Maldanado v. State

PER CURIAM.

Appellant, Edward Maldanado (“defendant”), appeals his strong-arm robbery conviction contending that the trial court erred in denying his requested jury instruction on resisting a merchant. We agree and reverse.

On December 1, 1995, the head of security at Best Buy saw the defendant put a ear stereo speaker under his shirt and leave the store. The defendant then re-entered the store, and put a Walkman and another stereo speaker under his shirt. The security guard approached the defendant, and asked him to come to the security office. According to the security guard, the defendant pushed him in the chest and struck him in the face while attempting to leave the store.

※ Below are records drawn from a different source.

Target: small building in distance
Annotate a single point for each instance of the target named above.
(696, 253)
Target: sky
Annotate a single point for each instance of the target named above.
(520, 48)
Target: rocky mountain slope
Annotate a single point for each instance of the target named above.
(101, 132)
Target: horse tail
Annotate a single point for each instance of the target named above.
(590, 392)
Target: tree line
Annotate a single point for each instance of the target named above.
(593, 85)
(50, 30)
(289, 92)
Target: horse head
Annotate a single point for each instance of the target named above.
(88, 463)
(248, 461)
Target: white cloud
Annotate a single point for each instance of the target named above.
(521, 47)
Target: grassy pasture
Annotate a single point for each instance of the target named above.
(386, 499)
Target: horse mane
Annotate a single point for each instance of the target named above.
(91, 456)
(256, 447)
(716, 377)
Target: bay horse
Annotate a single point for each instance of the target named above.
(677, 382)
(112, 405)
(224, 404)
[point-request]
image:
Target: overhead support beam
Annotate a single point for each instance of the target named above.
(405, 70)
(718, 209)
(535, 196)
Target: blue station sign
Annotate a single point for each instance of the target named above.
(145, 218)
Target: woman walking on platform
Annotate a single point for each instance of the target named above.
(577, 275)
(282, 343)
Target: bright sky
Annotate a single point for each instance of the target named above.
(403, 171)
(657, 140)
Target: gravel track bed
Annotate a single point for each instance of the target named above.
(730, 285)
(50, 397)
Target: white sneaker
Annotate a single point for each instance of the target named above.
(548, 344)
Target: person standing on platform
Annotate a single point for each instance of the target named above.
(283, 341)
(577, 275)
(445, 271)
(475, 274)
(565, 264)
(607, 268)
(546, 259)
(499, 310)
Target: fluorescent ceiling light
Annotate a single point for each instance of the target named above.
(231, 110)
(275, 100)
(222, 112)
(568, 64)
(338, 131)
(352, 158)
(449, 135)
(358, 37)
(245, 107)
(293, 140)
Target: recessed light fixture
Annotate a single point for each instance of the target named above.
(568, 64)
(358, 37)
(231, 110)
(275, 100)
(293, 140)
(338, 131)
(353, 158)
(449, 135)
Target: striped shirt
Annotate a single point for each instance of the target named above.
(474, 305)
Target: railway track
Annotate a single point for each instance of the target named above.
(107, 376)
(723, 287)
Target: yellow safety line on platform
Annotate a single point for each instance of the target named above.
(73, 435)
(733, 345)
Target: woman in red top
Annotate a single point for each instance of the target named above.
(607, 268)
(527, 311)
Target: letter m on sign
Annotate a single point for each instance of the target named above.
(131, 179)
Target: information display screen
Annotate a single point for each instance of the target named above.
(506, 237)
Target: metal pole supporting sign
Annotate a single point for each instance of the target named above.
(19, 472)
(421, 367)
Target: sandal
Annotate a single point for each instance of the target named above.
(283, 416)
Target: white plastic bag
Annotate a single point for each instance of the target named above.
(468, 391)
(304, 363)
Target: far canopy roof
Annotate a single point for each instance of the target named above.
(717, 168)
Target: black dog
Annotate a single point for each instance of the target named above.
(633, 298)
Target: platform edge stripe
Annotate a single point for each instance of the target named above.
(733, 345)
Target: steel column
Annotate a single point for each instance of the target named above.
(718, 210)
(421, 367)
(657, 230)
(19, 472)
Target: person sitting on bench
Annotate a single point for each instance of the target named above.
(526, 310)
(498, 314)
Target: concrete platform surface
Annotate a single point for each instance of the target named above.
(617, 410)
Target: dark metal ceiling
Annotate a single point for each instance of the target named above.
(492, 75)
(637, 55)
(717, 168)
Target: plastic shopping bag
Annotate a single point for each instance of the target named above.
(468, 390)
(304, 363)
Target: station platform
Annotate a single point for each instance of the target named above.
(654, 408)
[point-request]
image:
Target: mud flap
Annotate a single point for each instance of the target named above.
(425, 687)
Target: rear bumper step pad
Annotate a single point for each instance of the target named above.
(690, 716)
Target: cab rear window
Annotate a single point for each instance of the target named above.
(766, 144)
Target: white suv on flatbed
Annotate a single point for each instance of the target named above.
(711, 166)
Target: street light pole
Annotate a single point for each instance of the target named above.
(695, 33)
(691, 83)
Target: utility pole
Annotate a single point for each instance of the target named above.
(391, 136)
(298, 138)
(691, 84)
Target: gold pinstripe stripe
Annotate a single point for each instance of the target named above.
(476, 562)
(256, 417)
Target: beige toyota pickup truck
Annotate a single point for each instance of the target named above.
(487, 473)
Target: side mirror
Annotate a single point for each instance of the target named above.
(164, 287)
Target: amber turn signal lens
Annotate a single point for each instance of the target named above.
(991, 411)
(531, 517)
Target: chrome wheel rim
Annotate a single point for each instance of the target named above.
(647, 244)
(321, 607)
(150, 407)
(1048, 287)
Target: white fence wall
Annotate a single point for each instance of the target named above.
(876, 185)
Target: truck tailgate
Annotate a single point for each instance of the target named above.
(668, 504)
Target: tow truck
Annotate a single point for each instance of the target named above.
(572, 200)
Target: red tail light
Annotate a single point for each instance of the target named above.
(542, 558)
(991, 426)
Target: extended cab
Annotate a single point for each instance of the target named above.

The defendant was arrested and charged with strong-arm robbery. Prior to trial, defense counsel informed the court that the defense would request a jury instruction on the lesser offense of resisting a merchant pursuant to section 812.015(6), Florida Statutes (1995), as a lesser-included offense of robbery. The court deferred ruling, and subsequently denied the request to instruct the jury on resisting a merchant. The trial judge instructed the jury on battery and petit theft as lesser-included offenses of robbery. The jury then convicted the defendant of strong-arm robbery.

Pursuant to the 1992 amendment of section 812.015(6), Florida Statutes, the charge of resisting a merchant is a lesser-included offense of robbery. Appellant capably points out that because the facts adduced at trial supported this lesser charge, it was error for the trial court to deny defendant’s request. See Wilcott v. State, 509 So.2d 261 (Fla.1987); Sanders v. State, 654 So.2d 1279 (Fla. 2d DCA 1995). We reverse defendant’s robbery conviction, and remand for a new trial because the jury should have been instructed on the lesser-included offense of resisting a merchant. See Duval v. State, 688 So.2d 1002 (Fla. 2d DCA 1997); Lamb v. State, 679 So.2d 59 (Fla. 4th DCA 1996).

Reversed and remanded for new trial.